A Pandas surprise - NaNs with groupby

Python
Author

Simon R. Steinkamp

Published

April 28, 2020

A Pandas surprise - NaNs and groupby

import pandas as pd
import numpy as np
from pandas.errors import UnsupportedFunctionCall

I figured out something about pandas today, which I was very surprised by. Applying .groupby on a pd.DataFrame automatically ignores NaN values. This is intended behavior, but sometimes you actually want to have some NaN in the data, to check whether your data-frame is correct and to find possible corruptions.

Here is a little example:

# Create a sample Array:
DF = pd.DataFrame.from_dict({'g1': ['a', 'a', 'a', 'a', 'b', 'b', 'b', 'b'], 
                             'g2': ['c', 'c', 'd', 'd', 'c', 'c', 'd', 'd'],
                             'd1': [0, 1, np.nan, 3, 4, 5, 6, 7]})

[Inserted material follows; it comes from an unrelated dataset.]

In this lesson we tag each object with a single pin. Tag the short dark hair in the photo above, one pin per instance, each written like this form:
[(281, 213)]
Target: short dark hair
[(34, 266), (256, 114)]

Averaging the entries in DF, we would expect a NaN in group a, d, but we get 3.0!

DF.groupby(['g1', 'g2']).mean()

If you apply pandas .mean() method on a DataFrame you could specify a skipna = False in the function. This, unfortunately doesn’t work after using .groupby.

# This creates an error
try:
    DF.groupby(['g1', 'g2']).mean(skipna=False)
except UnsupportedFunctionCall:
    print('UnsupportedFunctionCall')

I think, I have seen one solution to solve this issue stating that using .apply(np.mean) instead of using .mean() might solve the problem.

However:

DF.groupby(['g1', 'g2']).apply(np.mean)

Calling np.mean causes pandas to bypass the function and calls DF.mean() from pandas with skipna=True! As far as I know, you have to create a new function to solve the issue.

def mean_w_nan(x):
    # Don't forget the np.array call!
    return np.mean(np.array(x))

DF.groupby(['g1', 'g2']).apply(mean_w_nan)

References: